The Department of Health and Human Services regulations are adopted pursuant to the authority contained in sections 2701 through 2763, 2791, and 2792 of the Public Health Service Act (42 U.S.C. sect. 300gg through 300gg–63, 300gg–91, and 300gg–92), as amended.

Executive Order No. 12,866 (Regulatory Planning and Review)

The Department of Labor and Department of Health and Human Services have determined that this regulatory action is economically significant within the meaning of section 3(f)(1) of the Executive Order, because it is likely to have an effect on the economy of $100 million or more in at least one year. The agencies submitted the interim final rules to OMB for review. The Department of the Treasury, however, did a special analysis and determined that this Treasury decision is not a significant regulatory action for purposes of Executive Order 12,866, as supplemented by Executive Order 13,563. Therefore, a regulatory assessment by the Department of Treasury was not required.
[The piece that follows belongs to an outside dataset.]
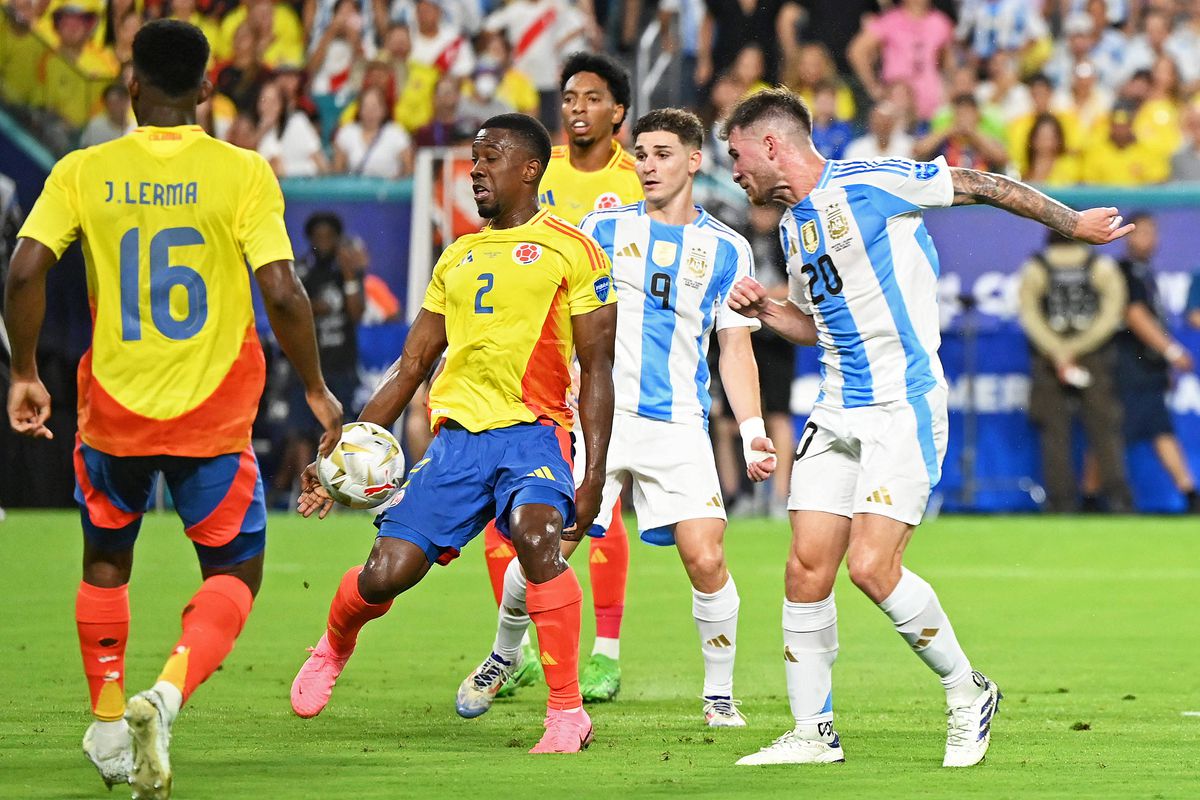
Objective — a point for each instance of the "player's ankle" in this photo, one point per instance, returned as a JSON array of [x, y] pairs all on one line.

Executive Order No. 13,132 (Federalism)

In the agencies’ view, these regulations have federalism implications, because they have direct effects on the states, the relationship between the federal government and states, or on the distribution of power and responsibilities among various levels of government. However, in the agencies’ view, the federalism implications of these regulations are substantially mitigated because, with respect to health insurance issuers, the agencies expect that the majority of states have enacted or will enact laws or take other appropriate action resulting in their meeting or exceeding the federal MHPAEA standards.